Effective July 1, 2023, private employers in Florida that have 25 or more employees are required to use E-Verify to verify a new employee’s employment eligibility. These employers will be required to certify on their first returns each calendar year to the tax service provider that they are in compliance with this requirement when making contributions to or reimbursing the state’s unemployment compensation or reemployment assistance system. Contractors who provide services to public agencies will also be required to use E-Verify even if they have fewer than 25 employees. As of July 1, 2024, if an employer does not use E-Verify as required under the law, there can be fines of up to $1,000 per day until the company is in compliance, as well as suspension of that company's licenses until the noncompliance is cured.
Out-of-state driver’s licenses
Driver’s licenses issued by other states that are classified by that state as being exclusively for undocumented immigrants will not be recognized as valid in the state of Florida. The term “undocumented immigrant” is not defined in the law but will require law enforcement officials to determine whether an out-of-state license has been issued exclusively to an undocumented immigrant. This will affect businesses that depend on drivers such as delivery services and trucking companies. In the case of trucking companies, they may have to check what classification drivers with licenses outside the state of Florida have to confirm that they are valid under the new law. A conviction for violation of this law could be classified as a second-degree misdemeanor with a potential penalty of up to 60 days in jail and a $500 fine.

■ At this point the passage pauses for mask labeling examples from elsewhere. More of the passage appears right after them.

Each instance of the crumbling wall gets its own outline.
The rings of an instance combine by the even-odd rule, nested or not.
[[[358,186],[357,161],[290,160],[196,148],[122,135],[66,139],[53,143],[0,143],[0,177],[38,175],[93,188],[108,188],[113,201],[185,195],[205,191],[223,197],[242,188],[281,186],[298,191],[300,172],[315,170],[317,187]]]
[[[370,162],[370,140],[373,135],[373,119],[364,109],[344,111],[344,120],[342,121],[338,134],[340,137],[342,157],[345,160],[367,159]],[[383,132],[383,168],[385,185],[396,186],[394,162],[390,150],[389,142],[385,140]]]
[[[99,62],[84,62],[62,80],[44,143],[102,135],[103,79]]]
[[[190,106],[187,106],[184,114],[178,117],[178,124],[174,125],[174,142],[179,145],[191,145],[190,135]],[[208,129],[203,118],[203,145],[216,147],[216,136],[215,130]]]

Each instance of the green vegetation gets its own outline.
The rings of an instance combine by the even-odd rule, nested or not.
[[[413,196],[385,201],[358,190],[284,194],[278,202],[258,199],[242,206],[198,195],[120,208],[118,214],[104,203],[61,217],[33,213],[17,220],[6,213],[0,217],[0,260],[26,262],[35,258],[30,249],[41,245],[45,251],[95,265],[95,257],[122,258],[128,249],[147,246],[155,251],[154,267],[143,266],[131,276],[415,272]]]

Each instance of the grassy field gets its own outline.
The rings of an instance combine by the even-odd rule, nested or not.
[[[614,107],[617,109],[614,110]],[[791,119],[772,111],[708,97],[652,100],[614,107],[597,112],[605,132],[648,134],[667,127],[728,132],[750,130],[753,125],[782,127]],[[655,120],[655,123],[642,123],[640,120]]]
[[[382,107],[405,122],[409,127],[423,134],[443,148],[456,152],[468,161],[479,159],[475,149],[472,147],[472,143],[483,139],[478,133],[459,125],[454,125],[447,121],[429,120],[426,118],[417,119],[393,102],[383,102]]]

Florida hospitals will be required to ask patients who are being admitted or registered about their immigration status. Specifically, the person registering will have to respond whether he is a U.S. citizen, lawfully present in the U.S., unlawfully present in the U.S., or decline to answer the question. The hospitals will also have a reporting requirement to several state agencies regarding the costs they expend to provide services to each of the four categories of responses. Hospitals cannot deny care based on a person’s response to this question but must maintain the data to provide to the state.
Knowingly Employing Unauthorized Persons
The new law makes it a violation of state law for any person to knowingly employ, hire, recruit, or refer, either for themselves or on behalf of another, for private or public employment a foreign national who is not authorized to work in the United States. Creates escalating penalty provisions for violations that, depending on number of undocumented workers and frequency of violations, could result in complete revocation of an employer’s state business license. This is not limited to employers with more than 25 workers.
Florida’s Department of Economic Opportunity will issue orders of repayment of incentives to businesses in the state if it finds that an employer has knowingly employed an unauthorized alien without verifying eligibility to work. Unauthorized alien is defined as an individual who is not authorized under federal law to be employed in the United States. If such an order is entered by the Department, a company may be put on probation for one year and obligated to report quarterly, demonstrating compliance with the requirements of the new law. Any violation within 24 months after a previous violation may lead to suspension or revocation of all licenses to that company. If the violation involves one to 10 unauthorized aliens the suspension is up to 30 days, 11 to 50 unauthorized aliens will result in a suspension up to 60 days and more than 50 unauthorized aliens will result in revocation of all applicable licenses.